A la Femis, j’ai vu quelques documentaires, je ne connaissais rien de ce genre avant. J’ai vu des très beaux films comme Harlan County, USA de Barbara Kopple : l’histoire d’une grève de mineurs. C’est à ce moment là que j’ai pris la décision de faire du documentaire.

A propos d’humour : que ce soit dans Que personne ne bouge ! ou dans Haut les cœurs ! il y a toujours un regard ironique sur les événements et les personnages.

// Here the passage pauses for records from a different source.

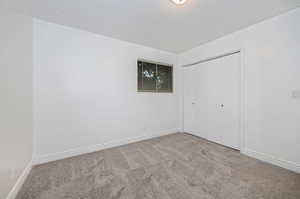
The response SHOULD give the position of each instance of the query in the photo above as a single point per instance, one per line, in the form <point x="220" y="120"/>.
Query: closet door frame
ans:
<point x="242" y="88"/>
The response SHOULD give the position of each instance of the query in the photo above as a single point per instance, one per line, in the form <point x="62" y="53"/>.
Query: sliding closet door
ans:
<point x="212" y="100"/>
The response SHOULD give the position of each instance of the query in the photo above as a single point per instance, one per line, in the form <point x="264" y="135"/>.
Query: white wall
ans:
<point x="15" y="97"/>
<point x="272" y="69"/>
<point x="85" y="92"/>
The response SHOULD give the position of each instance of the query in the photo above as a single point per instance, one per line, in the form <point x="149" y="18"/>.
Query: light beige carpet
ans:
<point x="178" y="166"/>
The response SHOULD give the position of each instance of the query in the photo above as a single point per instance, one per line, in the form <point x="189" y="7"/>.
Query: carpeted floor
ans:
<point x="178" y="166"/>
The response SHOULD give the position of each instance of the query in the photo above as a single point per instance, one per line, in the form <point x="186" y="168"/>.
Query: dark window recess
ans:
<point x="154" y="77"/>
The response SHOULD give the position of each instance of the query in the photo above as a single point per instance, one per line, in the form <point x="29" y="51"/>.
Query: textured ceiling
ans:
<point x="159" y="23"/>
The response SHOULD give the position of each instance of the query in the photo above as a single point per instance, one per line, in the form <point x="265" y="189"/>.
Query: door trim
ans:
<point x="242" y="114"/>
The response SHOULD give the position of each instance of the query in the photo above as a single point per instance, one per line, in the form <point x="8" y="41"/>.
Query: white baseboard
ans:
<point x="272" y="160"/>
<point x="89" y="149"/>
<point x="16" y="188"/>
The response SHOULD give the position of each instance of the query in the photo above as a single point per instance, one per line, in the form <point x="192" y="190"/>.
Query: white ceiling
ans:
<point x="159" y="23"/>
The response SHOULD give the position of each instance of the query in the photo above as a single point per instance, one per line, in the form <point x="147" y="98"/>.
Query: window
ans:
<point x="155" y="77"/>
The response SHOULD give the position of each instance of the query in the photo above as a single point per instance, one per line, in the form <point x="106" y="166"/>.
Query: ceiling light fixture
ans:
<point x="179" y="2"/>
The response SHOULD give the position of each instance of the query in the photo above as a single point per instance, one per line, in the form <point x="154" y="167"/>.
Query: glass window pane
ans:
<point x="148" y="74"/>
<point x="140" y="75"/>
<point x="164" y="78"/>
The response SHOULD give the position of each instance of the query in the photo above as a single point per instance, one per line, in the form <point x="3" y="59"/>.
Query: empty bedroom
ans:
<point x="149" y="99"/>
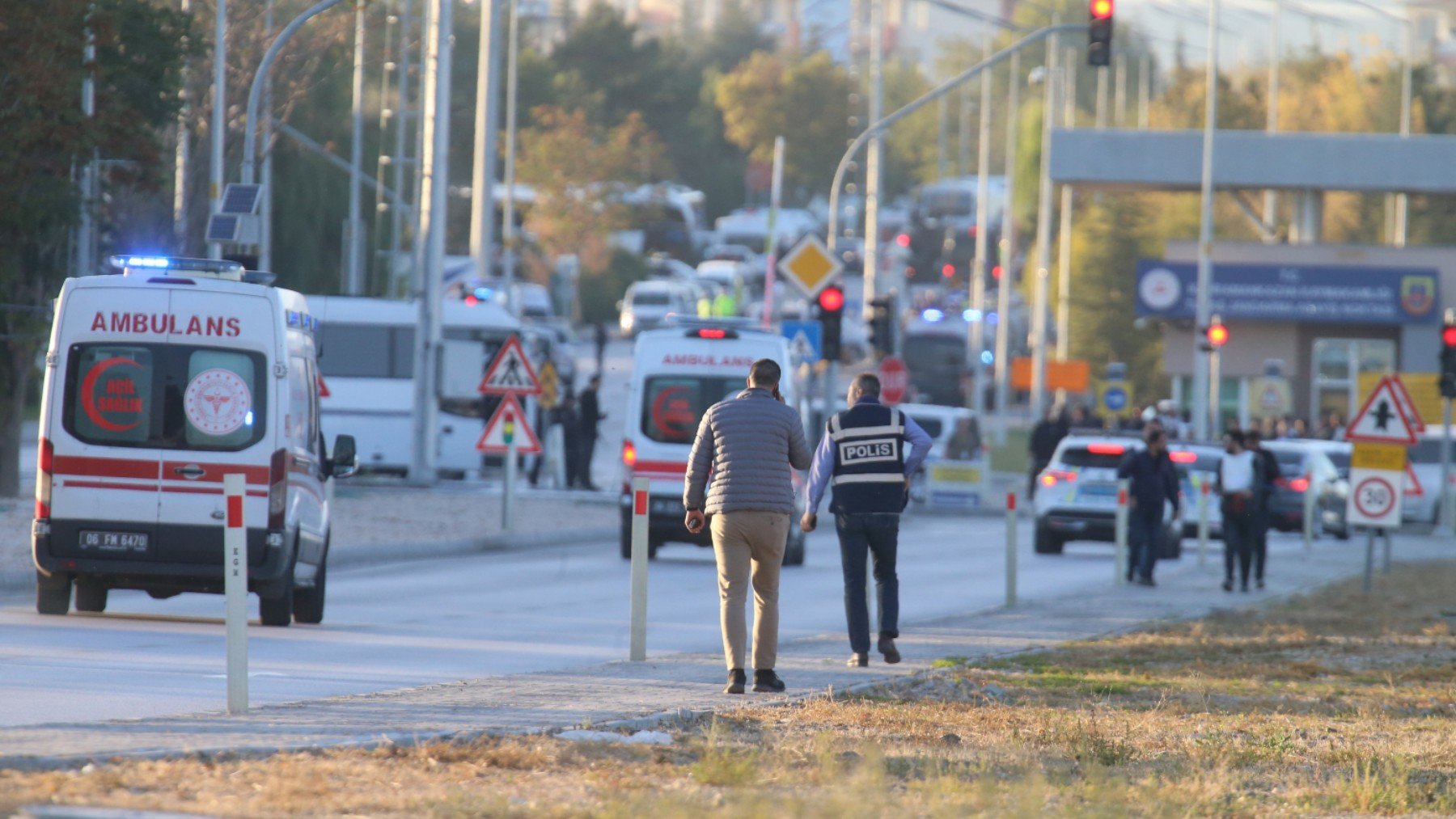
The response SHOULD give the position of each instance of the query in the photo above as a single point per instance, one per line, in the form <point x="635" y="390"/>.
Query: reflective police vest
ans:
<point x="870" y="460"/>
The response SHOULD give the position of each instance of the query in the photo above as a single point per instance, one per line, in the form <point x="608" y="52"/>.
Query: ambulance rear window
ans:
<point x="673" y="405"/>
<point x="165" y="396"/>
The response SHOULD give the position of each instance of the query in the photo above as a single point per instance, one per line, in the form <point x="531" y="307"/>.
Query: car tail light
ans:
<point x="45" y="463"/>
<point x="1050" y="478"/>
<point x="277" y="489"/>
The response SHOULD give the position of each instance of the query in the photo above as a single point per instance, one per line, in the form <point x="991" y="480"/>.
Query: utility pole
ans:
<point x="482" y="181"/>
<point x="433" y="204"/>
<point x="1008" y="245"/>
<point x="1039" y="303"/>
<point x="509" y="223"/>
<point x="1203" y="310"/>
<point x="354" y="284"/>
<point x="214" y="251"/>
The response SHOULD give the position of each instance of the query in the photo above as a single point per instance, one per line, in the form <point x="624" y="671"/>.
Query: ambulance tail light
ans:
<point x="277" y="489"/>
<point x="43" y="480"/>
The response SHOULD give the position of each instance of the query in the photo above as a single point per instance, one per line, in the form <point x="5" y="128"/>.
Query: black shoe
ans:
<point x="768" y="682"/>
<point x="735" y="681"/>
<point x="887" y="646"/>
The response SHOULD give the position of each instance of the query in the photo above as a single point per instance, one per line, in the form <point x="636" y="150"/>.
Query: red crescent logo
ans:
<point x="89" y="396"/>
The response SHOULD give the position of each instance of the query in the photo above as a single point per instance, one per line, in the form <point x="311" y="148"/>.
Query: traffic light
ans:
<point x="1449" y="358"/>
<point x="881" y="325"/>
<point x="830" y="313"/>
<point x="1099" y="34"/>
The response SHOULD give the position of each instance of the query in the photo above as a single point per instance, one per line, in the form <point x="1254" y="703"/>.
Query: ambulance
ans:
<point x="677" y="373"/>
<point x="160" y="380"/>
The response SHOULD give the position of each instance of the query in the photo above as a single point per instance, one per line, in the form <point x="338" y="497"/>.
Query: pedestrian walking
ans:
<point x="1238" y="491"/>
<point x="1266" y="471"/>
<point x="1044" y="438"/>
<point x="862" y="454"/>
<point x="1152" y="483"/>
<point x="750" y="445"/>
<point x="602" y="344"/>
<point x="591" y="418"/>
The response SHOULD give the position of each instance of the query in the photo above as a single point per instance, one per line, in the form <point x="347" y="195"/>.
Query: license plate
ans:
<point x="114" y="542"/>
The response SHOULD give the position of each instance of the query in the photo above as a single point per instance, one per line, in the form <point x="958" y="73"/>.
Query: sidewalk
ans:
<point x="671" y="686"/>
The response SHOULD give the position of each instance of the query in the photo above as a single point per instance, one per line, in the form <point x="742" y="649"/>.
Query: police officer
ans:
<point x="864" y="456"/>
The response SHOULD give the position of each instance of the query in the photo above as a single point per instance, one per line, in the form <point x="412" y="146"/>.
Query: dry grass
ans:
<point x="1334" y="703"/>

Il me semble que ça rend le sujet moins lourd, sans chantage émotif.

Oui, sinon les gens peuvent non pas aimer le film, mais se dire « ça c’est un sujet important, donc… ». Je pense que le cinéma doit pouvoir traiter des sujets importants : on n’est pas toujours obligé de raconter un film qui serait « Juliette aime Romain mais Romain aime Caroline, mais elle ne l’aime pas car elle aime Hugues… ». On peut raconter autre chose que ça.
Comment avez-vous choisi vos collaborateurs ?

Entre les deux films, j’ai pris exactement la même équipe. Pendant huit ans j’ai fait des documentaires avec des gens qui avaient fait la Fémis avec moi. La chef-op, Isabelle Razavet, et la monteuse, Anne Riegel, qui ont travaillé sur mes documentaires, m’ont suivi dans l’aventure de Haut les cœurs !. Pour beaucoup de gens c’était un premier film de cinéma. A cette équipe, se sont rajoutés des techniciens de Robert Guédiguian, qui avaient beaucoup plus d’expérience (le film est coproduit par la société du cinéaste Agat films & Cie, ndlr). Mon premier assistant réalisateur est l’assistant de tous ses films.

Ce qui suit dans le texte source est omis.